O palmarés desta 16ª edição do certame foi hoje apresentado numa cerimónia de encerramento que decorreu na Sala Manoel de Oliveira do Cinema São Jorge, em Lisboa, ao fim de nove dias de exibição de 91 filmes de 25 países, vistos por 7.500 espetadores.

O júri da competição para a Melhor Longa-Metragem, composto por João Federici e João Rui Guerra da Mata, sustentou a escolha por o filme mostrar que «é possível olhar para o real sem tropeçar na facilidade do realismo social».

«
«Keep the Lights On» usa o cuidado de uma direção de fotografia clássica e uma banda sonora (...) para nos conduzir ao espaço de uma vida a dois, respirando verdade mas, ao mesmo tempo, uma ideia de construção de som e de imagem. E isso é cinema», justificou ainda o júri.

O júri decidiu ainda atribuir uma menção honrosa ao filme
«Beauty», realizado por Oliver Hermanus, pelo «argumento poderoso».

Também deliberou atribuir uma segunda menção honrosa a
«She Monkeys», realizado por Lisa Aschan, «pela invulgar força de uma primeira obra e um olhar que sugere um ponto de vista de autor».

O Prémio de Menção para o Melhor Ator foi atribuído ex-aequo para Thure Lindhart, pela interpretação em «Keep the Lights On», e para Deon Lotz, pela interpretação de François, em «Beauty».

Em relação ao Prémio de Menção para a Melhor Atriz, foi também atribuída ex-aequo a
Claudia Ohana e
Vanessa Giácomo, intérpretes, respetivamente, de Dora e Amanda, no filme «A Novela das 8», de Odilon Rocha, «pela forma como juntam num par a força de dois opostos e celebram em cinema a alma de uma expressão da cultura popular do Brasil: a novela», justificou o júri.

Na competição de Melhor Documentário, o júri foi composto por João Pedro Vale, Travis Jeppesen e Leonor Noivo, e o vencedor foi
«Jaurès», de Vincent Dieutre.

O Prémio de Melhor Longa-Metragem tem um valor monetário de 1.000 euros, enquanto o Prémio de Melhor Documentário ascende a 3.000 euros e é atribuído pela RTP2, com a compra dos direitos de exibição do filme neste canal.

Segundo o júri, ««Jaurés» demonstra, de forma eficaz, como o plano pessoal também pode ser político, ao mesmo tempo que a sua construção formal exponencia as possibilidades do próprio género documental».

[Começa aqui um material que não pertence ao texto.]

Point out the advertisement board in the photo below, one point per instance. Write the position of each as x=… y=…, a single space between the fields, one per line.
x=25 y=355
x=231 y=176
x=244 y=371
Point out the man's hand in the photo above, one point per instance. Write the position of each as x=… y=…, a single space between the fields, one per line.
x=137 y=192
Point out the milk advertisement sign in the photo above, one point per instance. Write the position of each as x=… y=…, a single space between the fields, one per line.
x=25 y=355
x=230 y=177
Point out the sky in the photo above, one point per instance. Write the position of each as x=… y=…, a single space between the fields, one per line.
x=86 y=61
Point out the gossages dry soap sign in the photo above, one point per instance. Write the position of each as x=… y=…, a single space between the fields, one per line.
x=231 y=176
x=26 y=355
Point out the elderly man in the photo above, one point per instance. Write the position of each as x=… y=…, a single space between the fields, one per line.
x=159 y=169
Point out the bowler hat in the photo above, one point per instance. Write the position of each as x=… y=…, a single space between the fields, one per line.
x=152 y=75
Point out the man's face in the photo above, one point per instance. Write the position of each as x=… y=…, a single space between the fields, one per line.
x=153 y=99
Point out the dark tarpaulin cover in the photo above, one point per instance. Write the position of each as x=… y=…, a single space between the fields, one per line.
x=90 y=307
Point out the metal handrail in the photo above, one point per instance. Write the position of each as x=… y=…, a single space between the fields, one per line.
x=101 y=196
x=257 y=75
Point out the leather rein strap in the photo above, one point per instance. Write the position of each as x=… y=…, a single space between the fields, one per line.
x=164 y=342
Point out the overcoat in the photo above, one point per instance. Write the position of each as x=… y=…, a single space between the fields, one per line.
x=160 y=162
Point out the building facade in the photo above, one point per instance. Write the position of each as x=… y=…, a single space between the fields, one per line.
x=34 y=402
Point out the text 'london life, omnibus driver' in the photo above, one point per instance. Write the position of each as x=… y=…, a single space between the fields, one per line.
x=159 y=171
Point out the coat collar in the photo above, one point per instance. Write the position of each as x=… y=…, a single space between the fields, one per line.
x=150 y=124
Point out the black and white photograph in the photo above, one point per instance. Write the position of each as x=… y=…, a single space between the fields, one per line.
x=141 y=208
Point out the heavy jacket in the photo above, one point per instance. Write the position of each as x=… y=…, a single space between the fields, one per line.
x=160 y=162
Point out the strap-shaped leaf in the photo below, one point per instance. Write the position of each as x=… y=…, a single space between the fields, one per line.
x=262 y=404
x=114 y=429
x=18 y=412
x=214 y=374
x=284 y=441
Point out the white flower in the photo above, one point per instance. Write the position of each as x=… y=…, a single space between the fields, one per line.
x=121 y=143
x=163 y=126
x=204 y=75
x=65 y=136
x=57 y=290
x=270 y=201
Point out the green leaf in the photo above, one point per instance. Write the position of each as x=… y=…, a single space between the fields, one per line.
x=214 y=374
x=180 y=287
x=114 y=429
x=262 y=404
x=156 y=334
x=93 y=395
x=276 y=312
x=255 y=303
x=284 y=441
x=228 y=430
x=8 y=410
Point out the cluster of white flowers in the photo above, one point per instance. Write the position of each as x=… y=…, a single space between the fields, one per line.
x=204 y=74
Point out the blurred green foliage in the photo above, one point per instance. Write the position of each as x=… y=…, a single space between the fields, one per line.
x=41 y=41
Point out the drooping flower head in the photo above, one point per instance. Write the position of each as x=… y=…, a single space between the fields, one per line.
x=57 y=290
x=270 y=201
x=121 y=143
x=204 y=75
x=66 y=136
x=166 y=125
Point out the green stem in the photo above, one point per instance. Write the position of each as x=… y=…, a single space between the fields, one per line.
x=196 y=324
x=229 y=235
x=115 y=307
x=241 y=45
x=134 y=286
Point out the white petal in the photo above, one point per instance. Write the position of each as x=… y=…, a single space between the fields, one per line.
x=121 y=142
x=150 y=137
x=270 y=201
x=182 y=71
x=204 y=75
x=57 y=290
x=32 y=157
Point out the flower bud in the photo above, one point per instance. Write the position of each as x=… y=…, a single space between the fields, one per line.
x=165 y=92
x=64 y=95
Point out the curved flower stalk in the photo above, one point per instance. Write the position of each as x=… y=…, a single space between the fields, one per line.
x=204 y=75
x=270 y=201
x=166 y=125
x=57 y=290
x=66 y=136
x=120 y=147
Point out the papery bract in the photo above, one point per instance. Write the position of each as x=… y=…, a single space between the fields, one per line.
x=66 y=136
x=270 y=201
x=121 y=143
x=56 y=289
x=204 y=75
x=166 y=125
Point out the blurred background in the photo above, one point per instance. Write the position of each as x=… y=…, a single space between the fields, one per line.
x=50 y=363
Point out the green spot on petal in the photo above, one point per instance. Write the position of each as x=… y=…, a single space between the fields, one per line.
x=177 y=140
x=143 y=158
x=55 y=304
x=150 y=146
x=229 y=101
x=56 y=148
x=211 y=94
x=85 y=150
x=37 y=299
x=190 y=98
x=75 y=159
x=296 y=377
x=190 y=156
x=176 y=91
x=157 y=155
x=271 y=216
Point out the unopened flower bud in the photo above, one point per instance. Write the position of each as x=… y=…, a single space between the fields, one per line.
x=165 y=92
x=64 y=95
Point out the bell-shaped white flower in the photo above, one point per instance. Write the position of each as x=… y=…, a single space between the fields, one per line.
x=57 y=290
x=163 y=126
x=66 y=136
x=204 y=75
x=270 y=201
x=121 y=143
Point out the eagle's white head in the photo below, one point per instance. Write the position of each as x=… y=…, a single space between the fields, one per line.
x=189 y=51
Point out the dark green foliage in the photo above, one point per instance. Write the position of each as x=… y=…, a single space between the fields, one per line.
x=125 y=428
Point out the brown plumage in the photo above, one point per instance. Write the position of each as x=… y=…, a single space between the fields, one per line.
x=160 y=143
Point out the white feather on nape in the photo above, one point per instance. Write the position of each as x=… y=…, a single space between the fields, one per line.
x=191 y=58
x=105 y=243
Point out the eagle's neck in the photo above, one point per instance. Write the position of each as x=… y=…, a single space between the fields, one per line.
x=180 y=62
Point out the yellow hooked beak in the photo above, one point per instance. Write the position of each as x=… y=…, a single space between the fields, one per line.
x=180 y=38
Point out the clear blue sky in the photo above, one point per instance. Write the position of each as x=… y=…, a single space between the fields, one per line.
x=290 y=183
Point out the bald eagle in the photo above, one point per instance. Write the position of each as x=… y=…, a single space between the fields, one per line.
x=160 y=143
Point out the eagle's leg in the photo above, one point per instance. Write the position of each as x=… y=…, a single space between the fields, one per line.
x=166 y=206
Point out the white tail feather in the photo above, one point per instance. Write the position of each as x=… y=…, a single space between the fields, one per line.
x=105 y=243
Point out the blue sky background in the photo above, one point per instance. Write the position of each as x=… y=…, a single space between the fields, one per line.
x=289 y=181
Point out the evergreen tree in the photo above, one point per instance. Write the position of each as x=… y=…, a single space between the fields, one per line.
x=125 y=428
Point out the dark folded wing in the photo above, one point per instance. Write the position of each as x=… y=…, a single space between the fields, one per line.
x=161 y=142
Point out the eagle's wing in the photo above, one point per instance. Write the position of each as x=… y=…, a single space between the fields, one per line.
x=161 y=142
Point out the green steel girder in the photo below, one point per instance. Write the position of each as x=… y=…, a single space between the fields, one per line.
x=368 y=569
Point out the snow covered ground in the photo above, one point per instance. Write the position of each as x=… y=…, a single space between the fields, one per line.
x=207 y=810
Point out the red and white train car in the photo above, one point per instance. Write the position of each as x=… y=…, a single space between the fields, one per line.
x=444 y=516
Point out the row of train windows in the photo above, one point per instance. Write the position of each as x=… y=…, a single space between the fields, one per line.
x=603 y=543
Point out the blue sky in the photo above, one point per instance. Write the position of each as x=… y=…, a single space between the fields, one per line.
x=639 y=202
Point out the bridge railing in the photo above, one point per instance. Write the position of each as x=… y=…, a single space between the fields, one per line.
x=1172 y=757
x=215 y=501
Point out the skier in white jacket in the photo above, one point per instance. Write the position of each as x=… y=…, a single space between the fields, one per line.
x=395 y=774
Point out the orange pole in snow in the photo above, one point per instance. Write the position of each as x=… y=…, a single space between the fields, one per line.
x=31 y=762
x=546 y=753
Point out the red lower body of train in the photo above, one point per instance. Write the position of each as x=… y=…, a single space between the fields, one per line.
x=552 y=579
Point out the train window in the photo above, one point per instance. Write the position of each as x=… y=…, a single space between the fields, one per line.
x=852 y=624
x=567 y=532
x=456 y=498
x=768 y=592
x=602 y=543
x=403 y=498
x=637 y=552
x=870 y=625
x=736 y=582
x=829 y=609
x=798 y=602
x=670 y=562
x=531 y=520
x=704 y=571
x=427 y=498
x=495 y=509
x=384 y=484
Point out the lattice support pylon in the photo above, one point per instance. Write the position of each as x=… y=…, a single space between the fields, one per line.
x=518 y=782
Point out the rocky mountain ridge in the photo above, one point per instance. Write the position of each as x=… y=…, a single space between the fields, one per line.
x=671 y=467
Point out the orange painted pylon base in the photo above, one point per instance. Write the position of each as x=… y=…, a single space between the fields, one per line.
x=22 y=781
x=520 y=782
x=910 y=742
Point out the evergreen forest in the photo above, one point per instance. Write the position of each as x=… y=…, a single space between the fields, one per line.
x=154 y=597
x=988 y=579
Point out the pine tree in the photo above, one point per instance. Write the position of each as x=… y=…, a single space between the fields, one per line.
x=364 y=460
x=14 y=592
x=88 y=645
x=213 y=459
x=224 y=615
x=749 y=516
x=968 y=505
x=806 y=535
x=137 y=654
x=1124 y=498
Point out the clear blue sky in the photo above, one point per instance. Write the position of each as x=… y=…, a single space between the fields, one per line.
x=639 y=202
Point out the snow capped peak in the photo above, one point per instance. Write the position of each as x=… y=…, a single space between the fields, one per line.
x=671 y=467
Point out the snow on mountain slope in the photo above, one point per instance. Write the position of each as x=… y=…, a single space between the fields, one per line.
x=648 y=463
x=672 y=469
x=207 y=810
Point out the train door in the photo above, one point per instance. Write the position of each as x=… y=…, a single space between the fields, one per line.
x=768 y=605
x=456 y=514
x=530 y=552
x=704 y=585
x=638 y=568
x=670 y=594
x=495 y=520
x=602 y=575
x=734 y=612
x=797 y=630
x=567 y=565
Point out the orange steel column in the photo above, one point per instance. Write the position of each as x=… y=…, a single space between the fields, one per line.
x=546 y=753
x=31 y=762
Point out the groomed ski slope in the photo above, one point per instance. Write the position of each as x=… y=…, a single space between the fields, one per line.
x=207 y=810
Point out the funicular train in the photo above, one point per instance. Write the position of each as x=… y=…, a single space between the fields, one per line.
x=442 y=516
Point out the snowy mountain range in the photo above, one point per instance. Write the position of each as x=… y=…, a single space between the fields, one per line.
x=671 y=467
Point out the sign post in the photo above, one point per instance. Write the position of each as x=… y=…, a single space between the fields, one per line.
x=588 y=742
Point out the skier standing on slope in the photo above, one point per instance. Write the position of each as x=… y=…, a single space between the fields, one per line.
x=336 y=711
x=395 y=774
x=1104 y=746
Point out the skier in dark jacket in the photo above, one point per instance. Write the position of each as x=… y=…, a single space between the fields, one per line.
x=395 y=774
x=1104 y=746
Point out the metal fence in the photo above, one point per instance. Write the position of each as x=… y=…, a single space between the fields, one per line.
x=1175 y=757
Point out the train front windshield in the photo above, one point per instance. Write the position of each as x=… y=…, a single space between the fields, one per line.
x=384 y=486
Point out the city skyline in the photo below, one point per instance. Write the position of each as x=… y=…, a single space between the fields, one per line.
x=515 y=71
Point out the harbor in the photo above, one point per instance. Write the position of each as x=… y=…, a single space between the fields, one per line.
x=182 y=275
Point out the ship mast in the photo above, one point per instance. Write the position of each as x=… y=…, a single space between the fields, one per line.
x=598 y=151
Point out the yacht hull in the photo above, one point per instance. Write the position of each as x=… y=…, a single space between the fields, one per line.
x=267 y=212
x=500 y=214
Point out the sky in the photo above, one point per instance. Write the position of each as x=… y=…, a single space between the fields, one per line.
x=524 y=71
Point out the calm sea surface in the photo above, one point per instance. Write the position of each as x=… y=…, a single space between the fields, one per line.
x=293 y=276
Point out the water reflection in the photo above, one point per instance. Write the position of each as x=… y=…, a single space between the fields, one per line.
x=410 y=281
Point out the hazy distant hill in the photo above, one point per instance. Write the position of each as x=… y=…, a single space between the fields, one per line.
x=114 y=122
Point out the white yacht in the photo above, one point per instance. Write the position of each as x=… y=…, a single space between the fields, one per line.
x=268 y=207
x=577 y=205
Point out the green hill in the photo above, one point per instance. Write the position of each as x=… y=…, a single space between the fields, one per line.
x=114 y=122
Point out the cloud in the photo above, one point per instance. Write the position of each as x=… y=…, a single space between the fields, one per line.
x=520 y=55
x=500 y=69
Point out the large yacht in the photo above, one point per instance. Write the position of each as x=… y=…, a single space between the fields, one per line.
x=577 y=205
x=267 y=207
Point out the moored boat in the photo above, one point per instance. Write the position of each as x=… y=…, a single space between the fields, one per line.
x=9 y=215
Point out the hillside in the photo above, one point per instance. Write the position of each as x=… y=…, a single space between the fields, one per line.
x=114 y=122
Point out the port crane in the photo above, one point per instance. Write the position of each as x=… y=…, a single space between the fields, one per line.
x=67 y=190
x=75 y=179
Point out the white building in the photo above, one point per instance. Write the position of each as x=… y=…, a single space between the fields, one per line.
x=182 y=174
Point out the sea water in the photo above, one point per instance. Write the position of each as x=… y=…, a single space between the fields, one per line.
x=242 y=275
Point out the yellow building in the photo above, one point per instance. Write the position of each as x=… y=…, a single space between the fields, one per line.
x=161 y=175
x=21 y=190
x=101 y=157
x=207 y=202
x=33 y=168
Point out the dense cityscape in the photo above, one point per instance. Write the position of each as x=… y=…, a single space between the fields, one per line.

Foi ainda atribuída uma menção especial a
«Olhe Pra Mim de Novo», realizado por Claudia Priscila e Kiko Goifman, que, segundo o júri, «merece um segundo olhar pela sua corajosa, desafiante e complexa exploração do confronto e ultrapassar de diferenças».

Na competição para a Melhor Curta-Metragem, cujo júri foi composto por Paul Macgregor, Vítor d’Andrade e Isilda Sanches, o prémio internacional foi para o filme
«Along the Road», de Anette Gunnarsson e Jerry Carlsson (1.000 euros), descrito como uma «perspicaz impressão da solidão num só «take»».

O Prémio Pixel Bunker de Melhor Curta-Metragem Nacional foi para
«Bankers», realizado por António da Silva (5.000 euros em serviços de pós-produção vídeo), «pela afirmação sexual e também política da promiscuidade do sistema financeiro».

Do palmarés consta ainda o Prémio do Público para a Melhor Longa-Metragem, atribuído a
«A Novela das 8», de Odilon Rocha, um retrato do Rio de Janeiro de 1978, tendo a telenovela «Dancin’Days» como pano de fundo.

O Prémio do Público para o Melhor Documentário foi para
«Vito», de Jeffrey Schwarz, sobre Vito Russo, o ativista e autor do livro «The Celluloid Closet», e o Prémio do Público para a Melhor Curta-Metragem foi para
«Ce N’Est Pas un Film de Cow-boys», de Benjamin Parent.